The comments were made by Independent Unionist Councillor Maurice Devenney at Derry City & Strabane District Council’s Full Council meeting on Thursday evening.
The Council had been discussing a proposal tabled by Sinn Fein Councillor Maoliosa McHugh that a review is undertaken on the Council’s policy with regards language usage.
The proposal, raised while the Council was reviewing minutes from an earlier committee meeting, was seconded by Sinn Fein Councillor Karina Carlin.
Colr McHugh had proposed that the Council initiates a comprehensive policy review of language usage, including in its corporate branding and signage.
This, he added, should be carried out within the confines of the Good Friday Agreement and in the context of the European Charter for Regional or Minority languages.
He added that such a review was “overdue”.
SDLP Councillor Martin Reilly said his party had no issue with what was being proposed, and queried how the Council would be likely to move forward on the matter. He asked whether a working group would be set up to progress that, and Colr. McHugh responded later that this was what he envisaged would happen.

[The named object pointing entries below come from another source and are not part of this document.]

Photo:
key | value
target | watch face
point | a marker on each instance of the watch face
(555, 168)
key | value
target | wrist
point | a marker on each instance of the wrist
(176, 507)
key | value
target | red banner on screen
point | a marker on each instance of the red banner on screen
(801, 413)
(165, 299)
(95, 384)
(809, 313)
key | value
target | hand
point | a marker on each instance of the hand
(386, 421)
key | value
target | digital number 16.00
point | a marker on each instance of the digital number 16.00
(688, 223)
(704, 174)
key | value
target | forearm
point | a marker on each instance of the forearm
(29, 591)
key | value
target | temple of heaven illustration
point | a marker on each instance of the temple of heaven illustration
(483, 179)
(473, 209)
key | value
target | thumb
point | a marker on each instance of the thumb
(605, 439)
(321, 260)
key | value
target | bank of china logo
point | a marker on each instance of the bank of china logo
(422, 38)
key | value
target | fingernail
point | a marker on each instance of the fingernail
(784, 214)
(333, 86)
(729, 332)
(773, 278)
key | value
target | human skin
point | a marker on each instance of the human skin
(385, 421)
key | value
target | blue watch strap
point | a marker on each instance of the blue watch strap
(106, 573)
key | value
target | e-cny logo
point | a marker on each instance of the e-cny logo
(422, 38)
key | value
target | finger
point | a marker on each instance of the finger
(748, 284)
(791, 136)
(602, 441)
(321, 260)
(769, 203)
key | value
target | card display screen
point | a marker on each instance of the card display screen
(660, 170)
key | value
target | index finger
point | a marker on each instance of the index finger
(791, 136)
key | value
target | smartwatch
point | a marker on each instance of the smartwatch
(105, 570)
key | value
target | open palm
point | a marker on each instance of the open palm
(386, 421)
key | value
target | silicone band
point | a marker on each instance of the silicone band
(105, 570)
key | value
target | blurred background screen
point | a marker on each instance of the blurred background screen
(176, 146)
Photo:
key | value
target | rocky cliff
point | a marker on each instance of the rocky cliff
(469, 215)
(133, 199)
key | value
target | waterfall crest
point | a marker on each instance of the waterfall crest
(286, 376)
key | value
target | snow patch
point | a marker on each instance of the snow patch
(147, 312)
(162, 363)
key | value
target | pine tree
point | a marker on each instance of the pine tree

Council Chief Executive John Kelpie said that council officers would ordinarily consider such a matter and bring a report back to the relevant committee, in this case potentially the Governance and Strategic Planning Committee.
DUP Councillor Drew Thompson said he took it that the outcome of such a review would be subject to an Equality Impact Assessment.
Mr Kelpie replied that any proposed policy change would be screened and a decision taken after that.
Colr. Devenney claimed that Sinn Fein had “stolen the thunder” from a motion due to be tabled later at the same meeting by Independent Councillor Gary Donnelly, calling for the Council to adopt a “bilingual policy of Irish and English on corporate branding and signage upon scheduled replacement”.
Colr. Devenney said: “I thought we had a very good policy here on the signage. We have the three languages, English, Irish and Ulster Scots and I would be worried by the proposals coming forward here that some of that may be removed.
“There has been good work done in this chamber and everyone has tried to work together,” he said, adding that he would find it “very, very negative” if there was any agenda to take Ulster Scots out of the equation.
Colr. Devenney said he did not have a problem with the Irish language, but did have an issue with it being used as a political football.
He also said the Irish language had also been raised at a meeting the previous week.
“How far do we take this?” he said, while claiming that every word spoken in Irish by Sinn Fein “is the same as a bullet being fired in the fight for Independence”.
Colr, McHugh’s proposal was carried with the backing of 28 Councillors, while 10 voted against.
Colr. Donnelly’s motion, tabled later at the meeting was defeated, with five Councillors voting for it, 31 against, and one abstention.